I fished four holes during the day. One I had never fished. One I knew fished well. One I wasn’t sure about in such high water. And one that always fishes so well, but has yet to product a fish for me yet.
On the second hole, I quickly hooked a screamer. It was the kind of grab where no hook set is necessary. BAM! Then it’s off to the races. The fish didn’t jump but had me into the backing three times before I could finally coax him into shallow water. Still about twenty feet from shore, I got a look at the fish’s tail. It looked a little “pointy”. A couple minutes later, I got a glimpse of the fish’s back and could see the big, blotchy spots of a King Salmon. “Huh, it’s a Chinook!” I said to myself. Not a big one, but the first Chinook I’ve taken on a fly in years.
I beached that fish, took a few pictures and let him go. It was a wild fish, about nine or ten pounds, and as bright as a chrome bumper.

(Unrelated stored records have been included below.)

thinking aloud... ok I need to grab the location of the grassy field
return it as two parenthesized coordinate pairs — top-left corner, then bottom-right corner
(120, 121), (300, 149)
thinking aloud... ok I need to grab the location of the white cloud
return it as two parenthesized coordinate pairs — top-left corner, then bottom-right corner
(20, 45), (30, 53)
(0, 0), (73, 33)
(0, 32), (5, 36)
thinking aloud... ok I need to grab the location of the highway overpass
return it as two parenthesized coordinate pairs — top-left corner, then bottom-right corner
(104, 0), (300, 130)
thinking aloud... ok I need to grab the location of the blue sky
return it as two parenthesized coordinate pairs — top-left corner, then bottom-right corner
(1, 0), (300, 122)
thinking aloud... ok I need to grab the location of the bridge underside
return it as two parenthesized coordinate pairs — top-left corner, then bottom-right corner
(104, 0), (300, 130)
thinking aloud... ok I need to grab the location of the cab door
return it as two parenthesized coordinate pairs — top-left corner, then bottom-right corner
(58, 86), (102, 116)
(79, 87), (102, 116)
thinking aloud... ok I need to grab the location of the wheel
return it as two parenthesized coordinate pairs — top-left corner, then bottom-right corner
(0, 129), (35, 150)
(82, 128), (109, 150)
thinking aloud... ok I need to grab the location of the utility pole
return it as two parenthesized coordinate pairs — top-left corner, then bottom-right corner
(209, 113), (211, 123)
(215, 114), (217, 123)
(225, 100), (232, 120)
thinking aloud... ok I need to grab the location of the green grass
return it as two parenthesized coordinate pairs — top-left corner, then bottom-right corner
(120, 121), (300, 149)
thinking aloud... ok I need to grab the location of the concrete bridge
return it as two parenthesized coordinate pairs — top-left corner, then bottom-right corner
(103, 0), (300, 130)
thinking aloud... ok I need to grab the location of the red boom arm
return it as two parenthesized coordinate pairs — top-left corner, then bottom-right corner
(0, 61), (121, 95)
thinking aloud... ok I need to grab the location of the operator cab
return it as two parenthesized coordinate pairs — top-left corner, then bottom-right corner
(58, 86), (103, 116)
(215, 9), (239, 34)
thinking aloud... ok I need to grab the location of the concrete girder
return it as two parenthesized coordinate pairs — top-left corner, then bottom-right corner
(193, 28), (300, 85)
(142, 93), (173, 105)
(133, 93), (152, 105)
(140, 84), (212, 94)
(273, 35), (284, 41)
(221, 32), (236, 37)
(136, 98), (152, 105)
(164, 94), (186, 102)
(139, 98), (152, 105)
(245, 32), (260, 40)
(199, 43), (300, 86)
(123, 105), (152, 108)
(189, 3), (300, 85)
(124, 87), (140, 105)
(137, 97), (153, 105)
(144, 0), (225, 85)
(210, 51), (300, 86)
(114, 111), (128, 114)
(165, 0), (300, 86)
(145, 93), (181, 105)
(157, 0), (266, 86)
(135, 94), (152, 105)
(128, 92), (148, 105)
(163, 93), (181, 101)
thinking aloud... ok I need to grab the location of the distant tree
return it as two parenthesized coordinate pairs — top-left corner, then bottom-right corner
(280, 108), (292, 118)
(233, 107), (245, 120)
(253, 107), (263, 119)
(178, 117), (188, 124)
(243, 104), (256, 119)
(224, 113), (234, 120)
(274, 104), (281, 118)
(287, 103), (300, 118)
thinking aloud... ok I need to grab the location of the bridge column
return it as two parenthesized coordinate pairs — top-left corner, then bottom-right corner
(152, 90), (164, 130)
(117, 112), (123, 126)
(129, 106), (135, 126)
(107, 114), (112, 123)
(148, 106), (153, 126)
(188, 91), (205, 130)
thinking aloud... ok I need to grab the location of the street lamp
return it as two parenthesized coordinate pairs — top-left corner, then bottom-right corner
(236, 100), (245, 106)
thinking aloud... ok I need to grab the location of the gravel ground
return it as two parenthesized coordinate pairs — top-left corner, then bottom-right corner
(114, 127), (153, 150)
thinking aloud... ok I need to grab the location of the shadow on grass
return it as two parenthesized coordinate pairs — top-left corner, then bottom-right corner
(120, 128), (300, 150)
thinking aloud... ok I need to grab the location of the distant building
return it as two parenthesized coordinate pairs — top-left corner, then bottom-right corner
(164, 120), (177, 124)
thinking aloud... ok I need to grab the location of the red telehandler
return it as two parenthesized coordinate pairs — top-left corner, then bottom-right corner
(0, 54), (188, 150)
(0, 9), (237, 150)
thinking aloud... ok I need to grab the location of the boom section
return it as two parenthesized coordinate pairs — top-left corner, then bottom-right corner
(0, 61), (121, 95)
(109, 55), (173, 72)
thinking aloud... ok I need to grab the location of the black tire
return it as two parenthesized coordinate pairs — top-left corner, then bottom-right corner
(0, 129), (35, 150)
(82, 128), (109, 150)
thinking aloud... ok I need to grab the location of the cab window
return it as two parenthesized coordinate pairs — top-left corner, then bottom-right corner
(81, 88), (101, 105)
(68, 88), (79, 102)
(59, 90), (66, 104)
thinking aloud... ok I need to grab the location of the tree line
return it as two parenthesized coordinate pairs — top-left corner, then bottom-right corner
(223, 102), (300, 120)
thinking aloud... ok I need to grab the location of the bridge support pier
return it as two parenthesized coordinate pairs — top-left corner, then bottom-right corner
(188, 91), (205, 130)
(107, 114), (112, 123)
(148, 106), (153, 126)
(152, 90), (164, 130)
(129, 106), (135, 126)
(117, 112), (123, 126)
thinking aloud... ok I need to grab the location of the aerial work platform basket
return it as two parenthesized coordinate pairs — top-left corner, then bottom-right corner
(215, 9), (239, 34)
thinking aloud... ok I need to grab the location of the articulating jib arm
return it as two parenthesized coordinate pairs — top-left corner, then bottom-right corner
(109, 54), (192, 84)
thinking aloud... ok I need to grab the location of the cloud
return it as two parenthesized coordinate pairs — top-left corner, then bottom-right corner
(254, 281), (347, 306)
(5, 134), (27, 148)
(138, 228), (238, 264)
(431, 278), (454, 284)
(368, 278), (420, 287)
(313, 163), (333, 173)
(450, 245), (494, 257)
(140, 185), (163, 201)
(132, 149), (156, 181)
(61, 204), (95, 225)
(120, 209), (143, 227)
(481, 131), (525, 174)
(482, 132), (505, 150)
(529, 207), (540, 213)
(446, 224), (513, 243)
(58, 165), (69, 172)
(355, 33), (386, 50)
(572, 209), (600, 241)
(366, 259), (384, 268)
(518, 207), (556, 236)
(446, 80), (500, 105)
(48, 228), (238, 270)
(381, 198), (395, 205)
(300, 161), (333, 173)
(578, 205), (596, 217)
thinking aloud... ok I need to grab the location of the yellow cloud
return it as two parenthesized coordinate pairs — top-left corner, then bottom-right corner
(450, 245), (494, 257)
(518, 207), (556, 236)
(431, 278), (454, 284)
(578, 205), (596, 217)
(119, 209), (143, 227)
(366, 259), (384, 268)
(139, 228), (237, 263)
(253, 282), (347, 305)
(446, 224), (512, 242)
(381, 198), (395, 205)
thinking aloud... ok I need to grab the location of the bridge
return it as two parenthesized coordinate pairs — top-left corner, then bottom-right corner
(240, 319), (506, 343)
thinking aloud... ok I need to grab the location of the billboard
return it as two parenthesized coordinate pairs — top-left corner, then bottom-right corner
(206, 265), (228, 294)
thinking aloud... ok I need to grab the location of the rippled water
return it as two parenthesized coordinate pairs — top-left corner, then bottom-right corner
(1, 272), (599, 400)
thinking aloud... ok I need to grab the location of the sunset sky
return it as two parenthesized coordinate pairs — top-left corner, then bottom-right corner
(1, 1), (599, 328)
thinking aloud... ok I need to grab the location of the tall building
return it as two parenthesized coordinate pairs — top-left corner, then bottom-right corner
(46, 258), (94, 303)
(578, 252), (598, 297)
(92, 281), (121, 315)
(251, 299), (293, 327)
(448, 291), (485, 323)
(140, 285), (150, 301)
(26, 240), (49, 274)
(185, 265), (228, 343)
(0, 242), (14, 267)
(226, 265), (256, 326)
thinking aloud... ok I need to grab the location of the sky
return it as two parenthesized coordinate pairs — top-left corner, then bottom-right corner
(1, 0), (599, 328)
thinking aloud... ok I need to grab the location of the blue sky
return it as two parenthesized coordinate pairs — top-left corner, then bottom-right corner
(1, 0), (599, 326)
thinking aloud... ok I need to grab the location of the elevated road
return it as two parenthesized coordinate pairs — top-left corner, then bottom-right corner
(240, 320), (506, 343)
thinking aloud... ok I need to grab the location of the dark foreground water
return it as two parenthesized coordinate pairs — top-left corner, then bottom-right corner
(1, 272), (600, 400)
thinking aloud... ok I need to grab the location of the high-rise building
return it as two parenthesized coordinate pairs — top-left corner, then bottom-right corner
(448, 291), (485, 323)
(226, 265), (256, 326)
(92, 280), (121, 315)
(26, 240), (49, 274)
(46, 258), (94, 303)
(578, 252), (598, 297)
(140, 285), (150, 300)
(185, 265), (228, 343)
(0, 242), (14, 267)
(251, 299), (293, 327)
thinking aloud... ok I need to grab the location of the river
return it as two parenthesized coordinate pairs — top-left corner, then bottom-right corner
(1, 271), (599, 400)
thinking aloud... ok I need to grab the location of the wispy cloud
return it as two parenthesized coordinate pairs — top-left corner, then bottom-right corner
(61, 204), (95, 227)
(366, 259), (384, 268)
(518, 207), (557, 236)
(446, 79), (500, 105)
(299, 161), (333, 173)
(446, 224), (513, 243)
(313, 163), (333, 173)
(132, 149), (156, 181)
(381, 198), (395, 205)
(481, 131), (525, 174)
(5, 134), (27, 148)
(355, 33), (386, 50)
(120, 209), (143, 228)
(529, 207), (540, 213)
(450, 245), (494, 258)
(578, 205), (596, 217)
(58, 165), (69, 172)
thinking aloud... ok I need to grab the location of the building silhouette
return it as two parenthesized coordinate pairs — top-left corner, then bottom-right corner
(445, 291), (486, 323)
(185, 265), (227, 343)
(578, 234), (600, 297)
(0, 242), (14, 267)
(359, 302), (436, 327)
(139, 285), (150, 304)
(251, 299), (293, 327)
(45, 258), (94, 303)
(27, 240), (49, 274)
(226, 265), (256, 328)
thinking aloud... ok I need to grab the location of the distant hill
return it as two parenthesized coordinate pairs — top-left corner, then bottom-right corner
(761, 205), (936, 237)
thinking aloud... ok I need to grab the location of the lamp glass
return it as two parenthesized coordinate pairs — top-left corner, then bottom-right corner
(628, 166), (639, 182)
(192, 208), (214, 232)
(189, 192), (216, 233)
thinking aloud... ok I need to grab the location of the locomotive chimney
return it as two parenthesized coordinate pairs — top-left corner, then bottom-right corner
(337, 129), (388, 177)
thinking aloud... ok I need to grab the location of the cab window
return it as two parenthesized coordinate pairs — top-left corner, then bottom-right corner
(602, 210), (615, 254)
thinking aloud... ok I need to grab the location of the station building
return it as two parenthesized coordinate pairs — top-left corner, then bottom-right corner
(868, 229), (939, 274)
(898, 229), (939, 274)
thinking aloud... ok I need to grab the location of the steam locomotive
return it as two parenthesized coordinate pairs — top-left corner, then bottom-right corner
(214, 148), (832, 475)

On to the fourth hole all the way down in the Monroe area. It also seemed a bit fast for steelhead, but lower down on the hole than normal, there was a nice soft spot where the bottom deepened just a foot or two. Just about the time you start to think, “Hmm, this is fishing pretty good”, a fish just about jerked the rod out of my hands. One of the mysteries with steelhead is how they can slam a fly so hard and still not get hooked. I backed up, changed flies, changed flies again, and then changed back to the original fly. Still, I couldn’t get that fish to come back and eat the fly again. I think he got a little too much steel on that first grab and wasn’t willing to play anymore.